Those times, though, are mostly gone, but some Charlotteans want to change that.
Charlotte Pocket Rocket Guide, a local gay nightlife magazine, and the Regional AIDS Interfaith Network are working with the Mecklenburg County Department of Health to put the once ubiquitous, free condoms back in bars, where those in need of safer-sex resources can find them easily and quickly.
Lack of access noted
Tommy Feldman, Pocket Rocket‘s editor, says the idea for the new condom campaign, the “Protect Your Rocket Project,” came to him after friends raised concerns.
“Some friends of mine who found out they were HIV-positive were frustrated that the bars didn’t provide any protection or condoms or anything,” says Feldman. “When it’s 2 a.m. in the morning and bars are letting out, the last thing that could be on your mind is playing it safe and people end up taking risks.”
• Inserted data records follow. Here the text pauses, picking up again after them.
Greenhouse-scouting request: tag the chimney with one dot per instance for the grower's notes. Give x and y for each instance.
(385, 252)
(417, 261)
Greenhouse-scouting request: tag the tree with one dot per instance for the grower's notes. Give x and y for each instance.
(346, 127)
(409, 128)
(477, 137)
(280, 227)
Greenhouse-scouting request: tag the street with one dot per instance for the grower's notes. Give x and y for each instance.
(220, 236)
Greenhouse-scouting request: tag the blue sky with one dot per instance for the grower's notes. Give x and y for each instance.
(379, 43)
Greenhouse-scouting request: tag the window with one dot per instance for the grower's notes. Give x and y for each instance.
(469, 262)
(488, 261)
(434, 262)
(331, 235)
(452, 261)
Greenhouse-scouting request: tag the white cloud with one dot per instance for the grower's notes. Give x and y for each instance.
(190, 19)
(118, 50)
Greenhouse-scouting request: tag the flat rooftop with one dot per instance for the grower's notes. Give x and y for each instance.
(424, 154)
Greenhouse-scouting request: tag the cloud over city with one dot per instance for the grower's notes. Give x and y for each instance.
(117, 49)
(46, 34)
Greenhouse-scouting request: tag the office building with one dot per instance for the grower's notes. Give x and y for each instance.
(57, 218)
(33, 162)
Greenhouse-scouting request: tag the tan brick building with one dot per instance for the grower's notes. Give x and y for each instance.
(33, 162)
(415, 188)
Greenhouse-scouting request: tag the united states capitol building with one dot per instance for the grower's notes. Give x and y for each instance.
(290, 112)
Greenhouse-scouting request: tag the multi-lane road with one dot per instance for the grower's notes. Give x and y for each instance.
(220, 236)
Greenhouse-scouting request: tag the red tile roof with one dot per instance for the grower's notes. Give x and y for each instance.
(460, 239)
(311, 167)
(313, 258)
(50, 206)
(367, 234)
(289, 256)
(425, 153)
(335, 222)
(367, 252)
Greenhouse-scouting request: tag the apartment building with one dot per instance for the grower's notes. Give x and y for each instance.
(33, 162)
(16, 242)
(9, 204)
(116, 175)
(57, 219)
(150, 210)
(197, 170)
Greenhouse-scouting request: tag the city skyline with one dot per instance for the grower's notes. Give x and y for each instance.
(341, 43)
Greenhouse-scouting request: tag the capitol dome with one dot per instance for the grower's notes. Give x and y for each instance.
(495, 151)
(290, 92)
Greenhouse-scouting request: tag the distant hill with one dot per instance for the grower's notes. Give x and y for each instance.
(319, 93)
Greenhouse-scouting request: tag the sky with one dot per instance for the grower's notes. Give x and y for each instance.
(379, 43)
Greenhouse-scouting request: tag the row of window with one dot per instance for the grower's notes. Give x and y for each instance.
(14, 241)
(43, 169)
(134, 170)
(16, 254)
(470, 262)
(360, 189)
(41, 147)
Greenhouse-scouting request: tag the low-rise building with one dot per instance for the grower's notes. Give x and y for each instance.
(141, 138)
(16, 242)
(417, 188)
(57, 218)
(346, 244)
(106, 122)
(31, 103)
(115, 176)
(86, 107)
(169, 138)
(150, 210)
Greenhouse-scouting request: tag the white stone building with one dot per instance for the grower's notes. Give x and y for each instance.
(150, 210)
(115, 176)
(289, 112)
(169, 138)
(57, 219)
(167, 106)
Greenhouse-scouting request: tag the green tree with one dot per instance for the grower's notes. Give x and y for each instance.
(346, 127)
Feldman’s husband, Shane Windmeyer, who performs drag for charity causes, says he, too, has seen the need. Performing at a local gay club recently, Windmeyer was approached by a young man who said he needed a condom.
“‘Do you know where I can find a condom,’ he asked,” says Windmeyer. “He said he was ready to leave the bar and would like a condom but couldn’t find one. That concerned me. Here you have someone trying to be responsible and just not having access when they needed it.”
The condom distribution project will launch with the October issue of Feldman’s magazine, just days after Friday’s National Gay Men’s HIV/AIDS Awareness Day. As he delivers the publication across the city, about a dozen local gay bars and night clubs will also get a free delivery of condoms.
Proven prevention strategy
Hannah Stutts, a grant coordinator at the county health department, says condom distribution is a proven strategy for prevention.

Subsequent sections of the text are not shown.